UNO men’s basketball coach Mark Slessinger calls Matt Derenbecker one of the players he most enjoyed coaching.
So when news of Derenbecker’s death spread Sunday afternoon, it sent shock waves through his program.
“He had a special place in all of our hearts,” Slessinger said. “A great sense of humor, a great smile, quick wit and he was so competitive. Just a fun kid to be around.”
Derenbecker was found dead Sunday morning, Ponchatoula Police Chief Bry Layrisson said. He was 22.
The former LSU and UNO player was found in a pool at a friend’s house in the Weinberger Trace subdivision at about 10 a.m. Police were not ready to call it a drowning until the Tangipahoa coroner’s office completes an autopsy. There appeared to be no foul play, Layrisson said.
“He has a tremendous family, and my heart breaks for them,” Slessinger said. “He was a special kid. I enjoyed coaching him.”
Derenbecker was a standout in high school at Country Day, where he was named Louisiana Gatorade Player of the Year in 2009 and 2010. He signed with LSU, picking the Tigers as one of the nation’s top 100 recruits for the Class of 2010.
Former LSU guard Andre Stringer arrived in Baton Rouge at the same time and was devastated by Sunday’s news.
“I’m extremely upset and disappointed,” Stringer said. “I’m at a loss for words, honestly.”
Stringer and Derenbecker spent time as roommates.
“There are so many good memories,” Stringer said. “He was a funny guy. What I liked about him is that he would give you the last shirt off his back if he had it. He was just that type of guy. There were times when I needed something and he would help me out. He was just a fun guy. He cracked a lot of jokes, even with the coaches sometimes. He was definitely a character.”
As a 6-foot-7 guard/forward, Derenbecker started 16 games as a freshman, averaging 6.5 points before deciding to transfer in August 2011 for “personal matters.”

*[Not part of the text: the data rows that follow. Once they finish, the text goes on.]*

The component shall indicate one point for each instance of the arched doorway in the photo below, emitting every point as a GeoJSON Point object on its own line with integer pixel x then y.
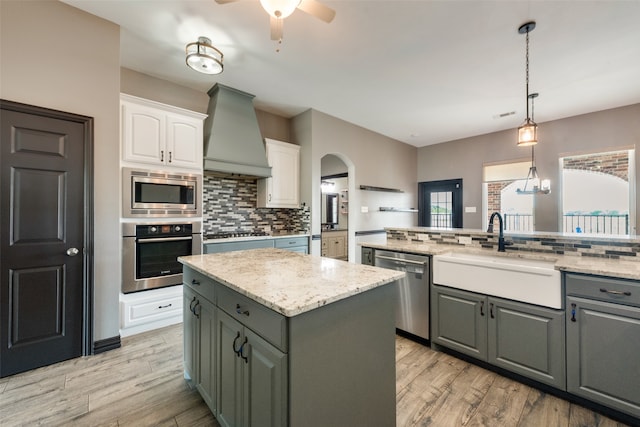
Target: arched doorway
{"type": "Point", "coordinates": [334, 218]}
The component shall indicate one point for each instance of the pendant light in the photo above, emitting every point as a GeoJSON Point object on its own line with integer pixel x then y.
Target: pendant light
{"type": "Point", "coordinates": [533, 184]}
{"type": "Point", "coordinates": [528, 131]}
{"type": "Point", "coordinates": [203, 57]}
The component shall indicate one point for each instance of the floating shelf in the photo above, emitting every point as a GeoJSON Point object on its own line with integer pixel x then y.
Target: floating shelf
{"type": "Point", "coordinates": [388, 190]}
{"type": "Point", "coordinates": [390, 209]}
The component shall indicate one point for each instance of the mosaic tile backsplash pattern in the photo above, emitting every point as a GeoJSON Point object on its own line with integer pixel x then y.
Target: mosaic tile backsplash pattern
{"type": "Point", "coordinates": [560, 245]}
{"type": "Point", "coordinates": [229, 205]}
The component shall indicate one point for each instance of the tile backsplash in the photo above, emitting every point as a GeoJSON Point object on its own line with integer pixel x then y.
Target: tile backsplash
{"type": "Point", "coordinates": [229, 205]}
{"type": "Point", "coordinates": [552, 243]}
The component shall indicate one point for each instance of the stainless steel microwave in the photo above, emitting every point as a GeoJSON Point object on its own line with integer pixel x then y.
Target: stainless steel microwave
{"type": "Point", "coordinates": [159, 194]}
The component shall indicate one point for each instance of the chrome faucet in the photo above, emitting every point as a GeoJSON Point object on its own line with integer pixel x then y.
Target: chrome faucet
{"type": "Point", "coordinates": [500, 236]}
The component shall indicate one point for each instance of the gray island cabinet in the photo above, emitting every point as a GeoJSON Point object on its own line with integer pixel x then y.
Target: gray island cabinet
{"type": "Point", "coordinates": [276, 338]}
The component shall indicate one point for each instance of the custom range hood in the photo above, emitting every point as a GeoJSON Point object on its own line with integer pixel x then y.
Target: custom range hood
{"type": "Point", "coordinates": [233, 144]}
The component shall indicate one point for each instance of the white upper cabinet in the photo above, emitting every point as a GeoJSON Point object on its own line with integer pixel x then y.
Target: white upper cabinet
{"type": "Point", "coordinates": [282, 190]}
{"type": "Point", "coordinates": [161, 135]}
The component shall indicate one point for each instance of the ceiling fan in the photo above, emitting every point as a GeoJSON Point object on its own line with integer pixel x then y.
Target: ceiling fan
{"type": "Point", "coordinates": [280, 9]}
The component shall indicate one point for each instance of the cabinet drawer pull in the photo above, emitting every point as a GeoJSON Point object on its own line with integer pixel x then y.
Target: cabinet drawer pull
{"type": "Point", "coordinates": [240, 311]}
{"type": "Point", "coordinates": [234, 344]}
{"type": "Point", "coordinates": [607, 291]}
{"type": "Point", "coordinates": [241, 351]}
{"type": "Point", "coordinates": [194, 309]}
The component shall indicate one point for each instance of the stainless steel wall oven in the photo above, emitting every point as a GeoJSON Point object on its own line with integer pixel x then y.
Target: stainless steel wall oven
{"type": "Point", "coordinates": [157, 194]}
{"type": "Point", "coordinates": [150, 253]}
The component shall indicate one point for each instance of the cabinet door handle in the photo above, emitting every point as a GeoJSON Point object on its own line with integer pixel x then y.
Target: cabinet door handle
{"type": "Point", "coordinates": [240, 311]}
{"type": "Point", "coordinates": [234, 344]}
{"type": "Point", "coordinates": [197, 313]}
{"type": "Point", "coordinates": [608, 291]}
{"type": "Point", "coordinates": [241, 351]}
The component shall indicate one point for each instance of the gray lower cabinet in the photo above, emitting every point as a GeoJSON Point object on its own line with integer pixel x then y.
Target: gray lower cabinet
{"type": "Point", "coordinates": [367, 256]}
{"type": "Point", "coordinates": [459, 321]}
{"type": "Point", "coordinates": [253, 377]}
{"type": "Point", "coordinates": [191, 327]}
{"type": "Point", "coordinates": [199, 345]}
{"type": "Point", "coordinates": [292, 243]}
{"type": "Point", "coordinates": [213, 248]}
{"type": "Point", "coordinates": [522, 338]}
{"type": "Point", "coordinates": [603, 341]}
{"type": "Point", "coordinates": [309, 370]}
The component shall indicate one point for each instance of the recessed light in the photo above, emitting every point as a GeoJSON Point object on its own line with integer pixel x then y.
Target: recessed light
{"type": "Point", "coordinates": [502, 115]}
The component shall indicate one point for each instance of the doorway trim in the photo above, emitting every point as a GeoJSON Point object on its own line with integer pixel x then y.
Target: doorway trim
{"type": "Point", "coordinates": [87, 274]}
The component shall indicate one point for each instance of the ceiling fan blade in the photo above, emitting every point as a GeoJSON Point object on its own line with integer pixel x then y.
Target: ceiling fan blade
{"type": "Point", "coordinates": [276, 28]}
{"type": "Point", "coordinates": [317, 9]}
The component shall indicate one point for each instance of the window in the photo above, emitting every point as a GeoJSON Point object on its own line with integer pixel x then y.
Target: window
{"type": "Point", "coordinates": [440, 204]}
{"type": "Point", "coordinates": [500, 184]}
{"type": "Point", "coordinates": [596, 196]}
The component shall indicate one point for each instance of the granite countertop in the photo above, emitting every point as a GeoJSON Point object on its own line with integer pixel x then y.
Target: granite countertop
{"type": "Point", "coordinates": [273, 235]}
{"type": "Point", "coordinates": [569, 263]}
{"type": "Point", "coordinates": [288, 282]}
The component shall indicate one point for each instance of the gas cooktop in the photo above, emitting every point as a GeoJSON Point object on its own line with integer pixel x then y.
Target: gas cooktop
{"type": "Point", "coordinates": [229, 235]}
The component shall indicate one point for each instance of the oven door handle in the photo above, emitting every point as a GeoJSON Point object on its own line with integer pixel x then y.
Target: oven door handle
{"type": "Point", "coordinates": [163, 239]}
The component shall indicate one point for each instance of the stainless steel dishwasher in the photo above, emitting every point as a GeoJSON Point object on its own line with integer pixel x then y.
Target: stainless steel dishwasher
{"type": "Point", "coordinates": [412, 310]}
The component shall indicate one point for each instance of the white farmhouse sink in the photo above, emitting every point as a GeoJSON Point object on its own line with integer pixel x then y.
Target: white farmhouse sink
{"type": "Point", "coordinates": [525, 280]}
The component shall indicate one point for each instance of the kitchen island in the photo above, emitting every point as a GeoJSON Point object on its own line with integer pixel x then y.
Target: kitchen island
{"type": "Point", "coordinates": [279, 338]}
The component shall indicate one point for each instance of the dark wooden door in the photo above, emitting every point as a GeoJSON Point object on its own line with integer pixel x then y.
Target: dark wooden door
{"type": "Point", "coordinates": [42, 219]}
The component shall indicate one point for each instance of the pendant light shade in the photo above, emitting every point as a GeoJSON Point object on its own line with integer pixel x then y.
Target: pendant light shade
{"type": "Point", "coordinates": [533, 184]}
{"type": "Point", "coordinates": [203, 57]}
{"type": "Point", "coordinates": [528, 132]}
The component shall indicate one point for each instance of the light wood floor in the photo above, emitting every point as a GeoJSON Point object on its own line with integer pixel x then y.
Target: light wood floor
{"type": "Point", "coordinates": [141, 384]}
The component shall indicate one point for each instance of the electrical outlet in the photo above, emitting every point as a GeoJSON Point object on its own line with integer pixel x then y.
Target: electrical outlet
{"type": "Point", "coordinates": [464, 240]}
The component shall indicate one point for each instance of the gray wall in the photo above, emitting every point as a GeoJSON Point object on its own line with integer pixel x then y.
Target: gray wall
{"type": "Point", "coordinates": [464, 158]}
{"type": "Point", "coordinates": [144, 86]}
{"type": "Point", "coordinates": [371, 159]}
{"type": "Point", "coordinates": [59, 57]}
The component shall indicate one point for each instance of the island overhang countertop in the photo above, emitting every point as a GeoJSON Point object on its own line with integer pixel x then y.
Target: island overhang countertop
{"type": "Point", "coordinates": [287, 282]}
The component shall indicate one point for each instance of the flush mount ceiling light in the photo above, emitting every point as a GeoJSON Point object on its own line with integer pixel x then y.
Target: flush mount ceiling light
{"type": "Point", "coordinates": [203, 57]}
{"type": "Point", "coordinates": [528, 132]}
{"type": "Point", "coordinates": [533, 184]}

“I was doing pretty well on the court at LSU,” Derenbecker told The Advocate in November. “I just had so many distractions around me. I wasn’t mature enough to handle it. I realized from a basketball standpoint that, with the system they ran, I didn’t see myself excelling. I thought, if I wanted to further my basketball career, I needed to make a change.”
He ended up at Dayton and, after sitting out a year per NCAA rules, he averaged 4.5 points in the 2012-13 season.
“It’s one of the best basketball venues you can ask for,” Derenbecker said of Dayton. “It’s incredible — 13,000 fans every game. But the climate there didn’t suit me, and I felt like I needed to get back home and be closer to my family.”
He transferred to UNO after that season and received a waiver to play right away. He averaged 10.5 points and 5.6 rebounds in 11 games for the Privateers before leaving the team in January for unspecified medical reasons.
UNO’s Travis Avery has known Derenbecker since high school; they also were teammates at Country Day. Avery said it was still too early to reflect on his former teammate’s life.
“I’m shocked,” he said. “He was a great guy. It’s a tough situation, and I still can’t believe it.”
Slessinger said he and his staff contacted their players to inform them of the news.
“Everyone is just in shock and disbelief,” he said. “I could say a million good things about Matt.”